Anticipating this, International News Photos’ manager Walter Howie had already dispatched their star photographer Sammy Schulman to Havana. On Saturday, August 12, Schulman and newsreelman Jimmy Pergola were walking along the Prado when they heard a burst of gunfire. They ran towards the action and found a dignified-looking old fellow lying on the pavement, mortally wounded. Schulman recognized him as Colonel Antonio Jiminez, head of the Cuban Porra, or secret police. He was President Machado’s strong arm, and the most hated man on the island because of his brutality to those who criticized the President.
Standing over him, Schulman recalled how he captured the moment above — the “spark” that fired the Cuban Revolution of 1933:
l cleared a little space in the crowd and made several pictures while he gasped his remaining breaths, at the same time asking what had happened. Jiminez had gone out for a stroll and had been followed by a number of youthful hecklers. To get rid of them, he whipped out his revolver and fired a few shots into the air. The kids scattered. As he fired again, a truckload of soldiers swung into the street. The truck stopped. A ragged soldier jumped out, backed Jiminez to a wall and shot him through the stomach. It blew him half apart.
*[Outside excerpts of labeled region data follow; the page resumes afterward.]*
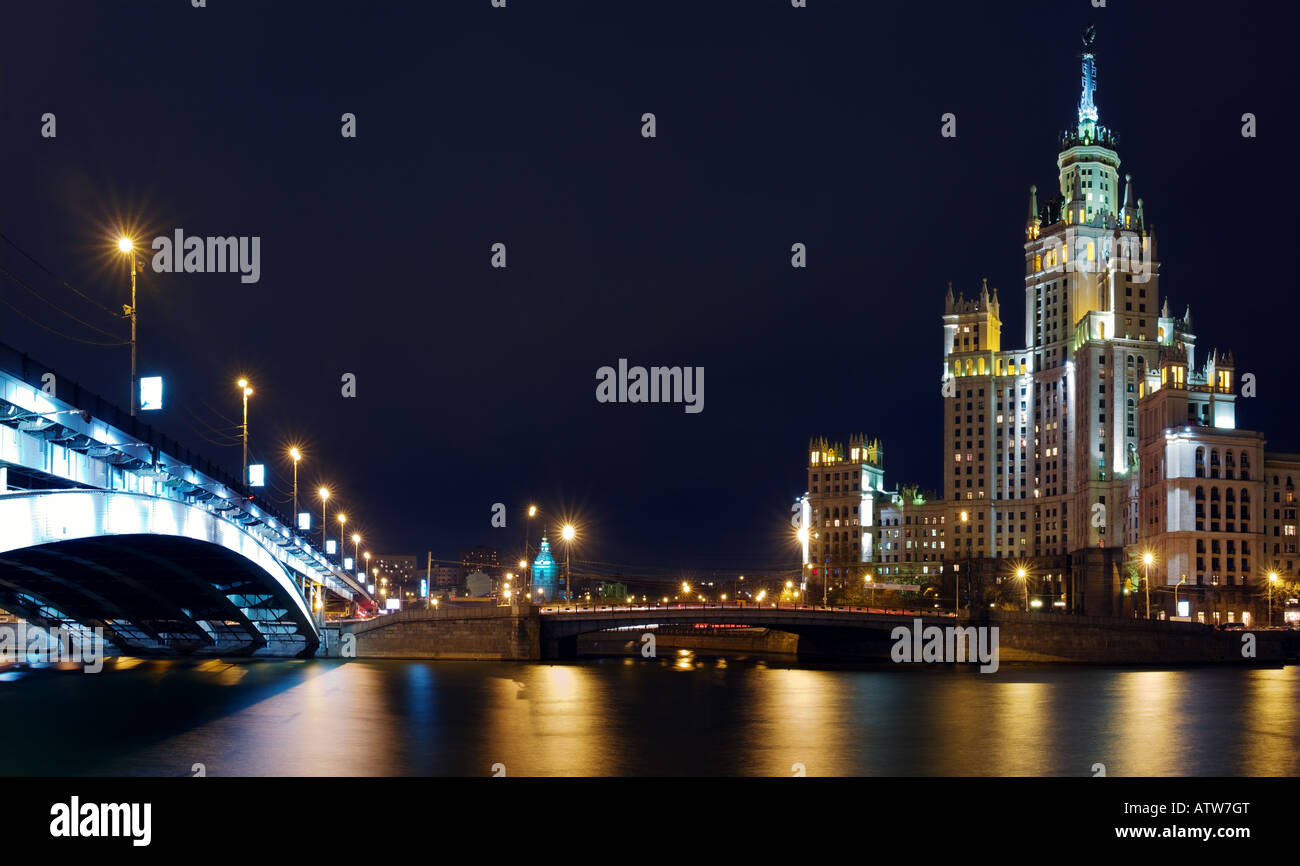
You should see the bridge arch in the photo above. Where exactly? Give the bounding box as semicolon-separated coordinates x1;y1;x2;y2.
0;489;320;655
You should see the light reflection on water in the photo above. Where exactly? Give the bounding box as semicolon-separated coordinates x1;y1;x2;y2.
0;650;1300;776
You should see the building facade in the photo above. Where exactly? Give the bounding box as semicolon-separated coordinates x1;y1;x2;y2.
801;33;1284;623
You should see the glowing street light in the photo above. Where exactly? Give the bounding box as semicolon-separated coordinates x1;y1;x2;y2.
289;446;303;524
560;523;577;598
1141;550;1156;619
117;235;139;416
316;488;329;553
237;378;252;489
519;505;537;598
1269;571;1278;628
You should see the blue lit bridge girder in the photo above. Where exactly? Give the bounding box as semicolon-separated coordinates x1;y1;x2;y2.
0;345;373;657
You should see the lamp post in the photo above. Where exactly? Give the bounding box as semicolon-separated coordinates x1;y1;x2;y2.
317;488;329;554
117;235;138;417
519;505;537;598
238;378;252;492
1141;550;1156;619
1269;571;1278;628
956;511;967;609
560;523;577;601
289;447;303;522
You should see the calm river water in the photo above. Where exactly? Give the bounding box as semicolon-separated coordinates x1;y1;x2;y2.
0;650;1300;776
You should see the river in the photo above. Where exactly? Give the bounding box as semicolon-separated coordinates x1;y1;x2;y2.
0;650;1300;776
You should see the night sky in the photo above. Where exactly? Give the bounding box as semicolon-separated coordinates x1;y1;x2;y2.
0;0;1300;577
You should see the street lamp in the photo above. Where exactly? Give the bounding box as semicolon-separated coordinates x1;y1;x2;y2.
317;488;329;554
117;235;138;417
1269;571;1278;628
519;505;537;598
237;378;252;490
289;447;303;529
560;523;577;599
1141;550;1156;619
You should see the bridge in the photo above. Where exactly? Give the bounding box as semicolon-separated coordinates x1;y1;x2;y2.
330;602;1300;666
339;602;956;661
538;603;956;661
0;343;373;657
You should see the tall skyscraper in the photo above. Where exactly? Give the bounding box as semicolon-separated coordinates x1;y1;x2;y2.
802;29;1300;622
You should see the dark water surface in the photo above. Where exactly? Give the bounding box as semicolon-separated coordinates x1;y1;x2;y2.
0;651;1300;776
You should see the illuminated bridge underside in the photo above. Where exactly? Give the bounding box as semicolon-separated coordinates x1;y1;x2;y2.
0;490;319;657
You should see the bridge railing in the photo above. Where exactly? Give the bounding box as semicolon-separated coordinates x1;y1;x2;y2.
0;335;369;598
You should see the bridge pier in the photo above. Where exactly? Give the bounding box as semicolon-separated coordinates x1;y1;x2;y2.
542;635;577;661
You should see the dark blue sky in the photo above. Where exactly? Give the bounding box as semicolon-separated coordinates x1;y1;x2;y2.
0;0;1300;573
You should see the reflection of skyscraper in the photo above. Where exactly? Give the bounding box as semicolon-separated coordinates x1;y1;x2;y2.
533;529;555;602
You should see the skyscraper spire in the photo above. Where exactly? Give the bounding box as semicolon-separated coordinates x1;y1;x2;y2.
1079;25;1097;127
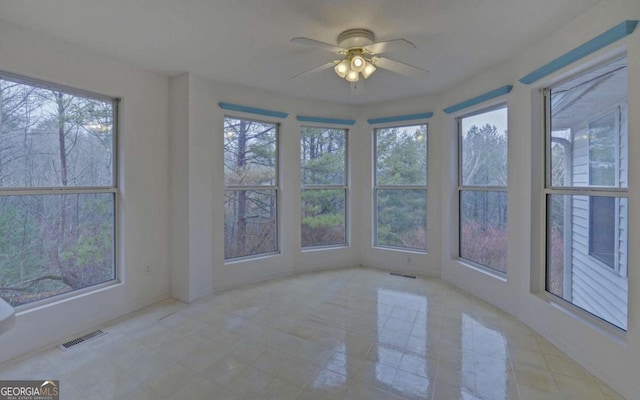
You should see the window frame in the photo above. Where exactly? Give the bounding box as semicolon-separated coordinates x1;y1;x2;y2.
300;125;350;251
0;71;122;312
372;121;429;254
455;101;509;277
532;56;630;332
587;108;626;276
222;114;282;264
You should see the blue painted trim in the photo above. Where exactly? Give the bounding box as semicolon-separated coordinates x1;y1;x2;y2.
520;20;638;85
296;115;356;125
442;85;513;114
367;112;433;125
218;101;289;118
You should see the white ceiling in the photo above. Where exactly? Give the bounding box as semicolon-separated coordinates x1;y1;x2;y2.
0;0;599;104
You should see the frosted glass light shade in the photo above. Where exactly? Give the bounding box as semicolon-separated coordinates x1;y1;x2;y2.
351;56;367;72
345;70;360;82
333;59;349;78
362;61;376;79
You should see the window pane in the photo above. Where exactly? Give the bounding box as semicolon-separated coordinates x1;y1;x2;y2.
376;125;427;186
460;107;507;186
0;193;115;306
376;189;427;251
460;191;507;273
224;190;278;259
547;195;628;329
589;110;618;186
302;189;346;247
0;79;114;188
550;58;628;188
300;127;347;185
224;118;277;186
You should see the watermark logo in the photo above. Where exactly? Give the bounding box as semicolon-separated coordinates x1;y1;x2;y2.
0;381;60;400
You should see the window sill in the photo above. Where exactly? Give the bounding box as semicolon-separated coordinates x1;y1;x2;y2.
224;251;282;265
16;279;123;317
373;245;428;255
456;258;507;283
300;244;351;253
532;291;627;347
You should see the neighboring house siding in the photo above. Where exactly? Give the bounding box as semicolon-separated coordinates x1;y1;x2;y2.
571;105;628;326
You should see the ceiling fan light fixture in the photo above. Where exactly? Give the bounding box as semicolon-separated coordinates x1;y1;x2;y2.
351;55;367;72
362;61;377;79
345;70;360;82
333;59;349;78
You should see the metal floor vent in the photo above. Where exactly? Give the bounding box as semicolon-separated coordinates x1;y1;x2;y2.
389;272;416;279
58;329;107;351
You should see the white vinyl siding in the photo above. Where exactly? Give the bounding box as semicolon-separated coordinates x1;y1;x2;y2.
570;104;628;325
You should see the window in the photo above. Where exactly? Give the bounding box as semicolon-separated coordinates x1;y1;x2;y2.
545;57;628;329
300;127;347;247
374;124;427;251
0;74;117;306
224;117;278;260
589;109;620;268
458;105;508;273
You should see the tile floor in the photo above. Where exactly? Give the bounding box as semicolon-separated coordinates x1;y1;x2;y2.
0;269;620;400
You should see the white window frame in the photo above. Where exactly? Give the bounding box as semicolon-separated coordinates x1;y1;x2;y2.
372;121;429;254
300;125;349;251
0;71;122;313
222;114;281;264
456;101;509;277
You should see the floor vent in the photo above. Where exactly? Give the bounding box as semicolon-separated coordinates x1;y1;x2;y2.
389;272;416;279
58;329;107;350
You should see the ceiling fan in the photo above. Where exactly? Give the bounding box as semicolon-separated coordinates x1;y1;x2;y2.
291;28;429;85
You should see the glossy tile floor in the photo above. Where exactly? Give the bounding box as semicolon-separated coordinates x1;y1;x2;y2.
0;269;620;400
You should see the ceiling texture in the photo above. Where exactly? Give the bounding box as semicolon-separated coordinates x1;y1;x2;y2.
0;0;599;104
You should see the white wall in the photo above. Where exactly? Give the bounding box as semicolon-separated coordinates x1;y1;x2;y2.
0;21;169;361
0;0;640;398
431;0;640;398
171;74;366;302
357;97;443;276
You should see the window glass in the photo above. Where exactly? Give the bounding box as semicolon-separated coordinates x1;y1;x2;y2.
374;124;427;251
458;106;508;273
0;78;117;306
300;127;347;247
224;117;278;260
545;58;629;329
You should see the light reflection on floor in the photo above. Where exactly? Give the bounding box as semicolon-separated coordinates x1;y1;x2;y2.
0;268;620;400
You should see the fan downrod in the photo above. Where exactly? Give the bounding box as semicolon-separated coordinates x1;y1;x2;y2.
338;28;375;49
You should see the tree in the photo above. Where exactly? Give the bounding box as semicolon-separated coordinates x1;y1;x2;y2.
0;80;115;304
224;118;277;259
People came running and, when they recognized the dying man as the much-hated Jiminez, went wild with joy. Someone called for a cheer for the soldier, who stood close by watching me work. A couple of wild-looking men picked up the hero and the clamorous mob went down the street to the Prado. I followed. The crowd pulled a statue off its pedestal and boosted the soldier in its place. He loved it, and struck statue-like poses while I banged away at him. Then someone yelled. ‘To the palace!‘ The soldiers jumped into their truck and led the mob. I ran along with them.”
After making a flock of other shots with my Speed Graphic, I got back to the Havana Post, where INS had its office. Bill Hutchinson, bureau manager, had made arrangements with Miami to fly a special plane over to pick up my films. Hutch had a tip a mob was headed for the Post Building to burn it. I quickly went to the seaplane base, waited for the plane to arrive, give the pilot the exposed film, and told him to get out as fast as he could.”
Schulman’s photographic record of the revolution was considered one of the great visual reporting jobs in the newspaper business then. However, the turn of events would soon overshadow his work. Staring the next month, a loose coalition of radicals, students, intellectuals, and lower-rank soldiers tried to stage several coup attempts against the wobbly provisional government which survived until January 1934, when it was overthrown by an equally loose and unstable anti-government coalition of right-wingers supported by the United States. Leading them was a young sergeant named Fulgencio Batista.